Have you thought about buying a pair of shoes to stay at her house? Maybe a pair of inexpensive Crocs or slip ons with arch support? Shoes inside the house are okay if they haven’t spent time outside. My next question would be, have you seen a Physical Therapist for treatment? It sounds like you have a severe case that could benefit from manual stretching, modalities and mobilizations. I’ve treated a lot of patients with plantar fasciitis, and while it doesn’t go away immediately, it can be managed. I would, also, recommend taking Omega 3’s to control inflammation and pain. Self massage with a menthol-like cream works well too. PM me if you need any more recommendations! It must be tough to manage this with kiddos.

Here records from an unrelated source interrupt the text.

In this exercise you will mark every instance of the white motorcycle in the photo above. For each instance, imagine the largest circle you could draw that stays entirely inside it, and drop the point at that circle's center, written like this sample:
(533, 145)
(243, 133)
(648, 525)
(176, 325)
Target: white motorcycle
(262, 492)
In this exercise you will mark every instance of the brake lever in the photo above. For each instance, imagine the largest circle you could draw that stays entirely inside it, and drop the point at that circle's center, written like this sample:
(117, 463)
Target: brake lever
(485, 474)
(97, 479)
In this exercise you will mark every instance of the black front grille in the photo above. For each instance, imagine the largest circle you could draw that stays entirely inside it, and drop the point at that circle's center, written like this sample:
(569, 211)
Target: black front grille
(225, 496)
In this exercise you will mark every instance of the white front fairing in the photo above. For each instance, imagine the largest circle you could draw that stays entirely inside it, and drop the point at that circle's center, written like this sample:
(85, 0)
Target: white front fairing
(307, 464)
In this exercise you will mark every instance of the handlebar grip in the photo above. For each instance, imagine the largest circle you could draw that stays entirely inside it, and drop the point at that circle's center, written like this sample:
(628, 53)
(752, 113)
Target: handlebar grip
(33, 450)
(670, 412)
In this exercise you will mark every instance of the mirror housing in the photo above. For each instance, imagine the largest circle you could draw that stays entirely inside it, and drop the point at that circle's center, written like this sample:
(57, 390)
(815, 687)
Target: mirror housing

I’m from the country where shoeless house is a norm. And I do have shoeless house myself here in US. I don’t see any issues: it’s just a habit. Every family member has his own pair of home shoes and we keep a couple of flip-flops and socks for the guests.
Thanks for your comment, Minnie. And you bring up good points! While our immediate family and close relatives don’t wear shoes, it is still a constant debate in our house with guests. For play dates, I ask moms to remove shoes. But for bigger groups (such as birthday parties) I would rather let them stay on and mop the next day! The floor gets dirty anyway. My husband on the other hand will patrol the door and ask them to remove shoes. So like I said, it’s a constant struggle.
I agree with your point about people not wanting to expose their feet, but I had not thought about contagious conditions that feet carry. I would have to research whether or not it’s possible to catch something from walking on the same surface as those individuals. Most of the research I’ve seen addressed things that shoes carry like feces. Personally, I would be more concerned about shoes that walk into public bathrooms than bare feet.
At the end of the day, everyone has to make a decision. As long as you are informed, I’m sure it will be the right choice! Since I’ve written this post, we don’t offer guests socks or indoor shoes. Most people already have socks on or they are wearing sandals that already expose their feet. So, it’s a small amount of people who may be exposing their feet (if that makes sense).